Endoskopische Gefäßentnahme

Verglichen mit der herkömmlichen Entnahme oder der Brückentechnik gibt es heute eine weitaus weniger invasive Möglichkeit, ein Gefäß für eine Koronararterien-Bypass-Operation zu entnehmen. Dieses Verfahren erfordert in der Regel nur einen kleinen, etwa 2 cm langen Schnitt.
Die endoskopische Gefäßentnahme oder EVH (Endoscopic Vessel Harvesting) kann zur Entfernung der Vena saphena magna aus dem Bein oder der Radialarterie aus dem Unterarm verwendet werden.

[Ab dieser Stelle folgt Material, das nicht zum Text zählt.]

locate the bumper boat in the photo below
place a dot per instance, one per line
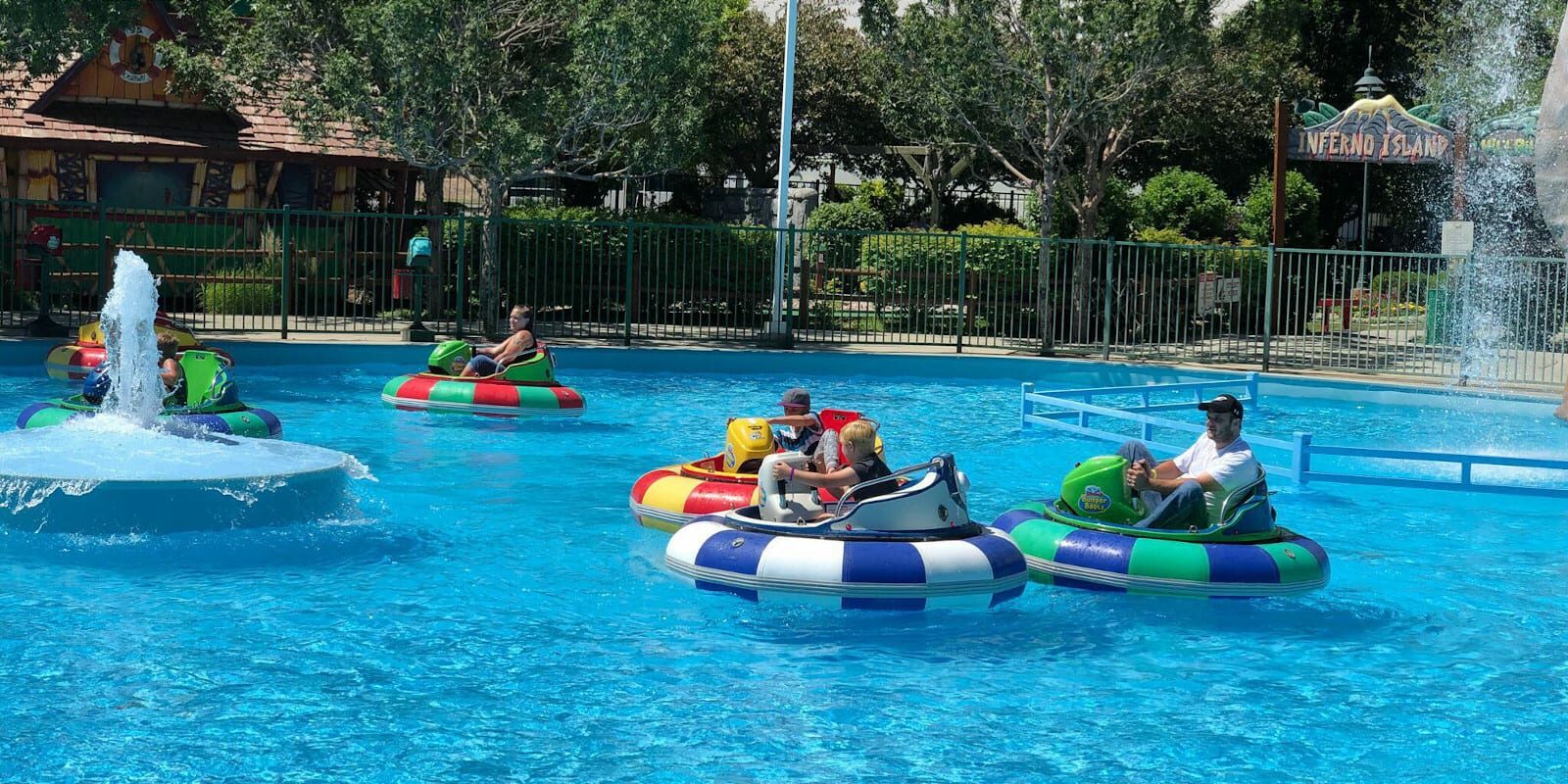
(1087, 540)
(673, 496)
(212, 404)
(909, 549)
(524, 388)
(74, 361)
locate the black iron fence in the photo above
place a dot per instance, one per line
(1478, 318)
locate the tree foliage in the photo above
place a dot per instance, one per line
(1300, 212)
(41, 36)
(1184, 201)
(835, 102)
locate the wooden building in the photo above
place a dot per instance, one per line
(107, 130)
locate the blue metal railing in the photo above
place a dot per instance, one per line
(1057, 410)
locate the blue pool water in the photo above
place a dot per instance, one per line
(490, 612)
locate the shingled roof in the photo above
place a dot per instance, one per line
(43, 114)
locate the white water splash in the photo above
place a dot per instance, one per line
(1504, 305)
(135, 391)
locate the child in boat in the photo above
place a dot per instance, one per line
(521, 344)
(170, 370)
(859, 447)
(805, 431)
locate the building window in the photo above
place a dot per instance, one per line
(145, 185)
(297, 187)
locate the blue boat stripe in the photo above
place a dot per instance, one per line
(1004, 556)
(27, 413)
(1241, 564)
(1015, 517)
(874, 562)
(1105, 553)
(745, 593)
(736, 553)
(1001, 596)
(274, 427)
(1313, 548)
(880, 603)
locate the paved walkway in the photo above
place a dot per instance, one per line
(1227, 353)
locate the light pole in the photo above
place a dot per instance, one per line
(1369, 86)
(776, 329)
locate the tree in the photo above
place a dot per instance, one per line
(835, 91)
(1183, 201)
(1037, 83)
(43, 35)
(1300, 211)
(494, 90)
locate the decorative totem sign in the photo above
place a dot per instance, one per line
(1371, 130)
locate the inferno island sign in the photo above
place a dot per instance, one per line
(1371, 130)
(1510, 137)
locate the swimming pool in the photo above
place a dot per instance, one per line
(491, 612)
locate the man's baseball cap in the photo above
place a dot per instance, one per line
(796, 397)
(1223, 405)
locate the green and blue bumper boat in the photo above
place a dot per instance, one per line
(212, 404)
(1087, 540)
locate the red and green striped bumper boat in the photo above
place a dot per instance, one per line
(525, 388)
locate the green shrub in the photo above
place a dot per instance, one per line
(1113, 220)
(916, 273)
(234, 295)
(242, 298)
(1300, 211)
(684, 270)
(1184, 201)
(883, 196)
(1402, 286)
(1162, 237)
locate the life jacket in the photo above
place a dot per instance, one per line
(804, 439)
(835, 419)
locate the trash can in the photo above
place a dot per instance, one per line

Bei der endoskopischen Gefäßentnahme werden spezielle minimalinvasive Instrumente verwendet, um ein Blutgefäß durch einen kleinen Einschnitt zu betrachten und zu entnehmen. Dadurch wird das umliegende Gewebe des Beins oder des Unterarms deutlich weniger belastet, was das Infektionsrisiko und die postoperativen Schmerzen im Vergleich zur herkömmlichen Entnahme verringert

Ähnlich wie bei anderen Arten der Gefäßentnahme besteht bei einer EVH das Risiko einer Infektion, thermischen Verletzung, Blutung, eines Hämatoms und einer Risswunde. Darüber hinaus kann die Verwendung einer EVH-Ausrüstung zu: allergischen Reaktionen/Überempfindlichkeiten und, wenn eine Gasinsufflation verwendet wird, zu Kohlendioxidembolien führen.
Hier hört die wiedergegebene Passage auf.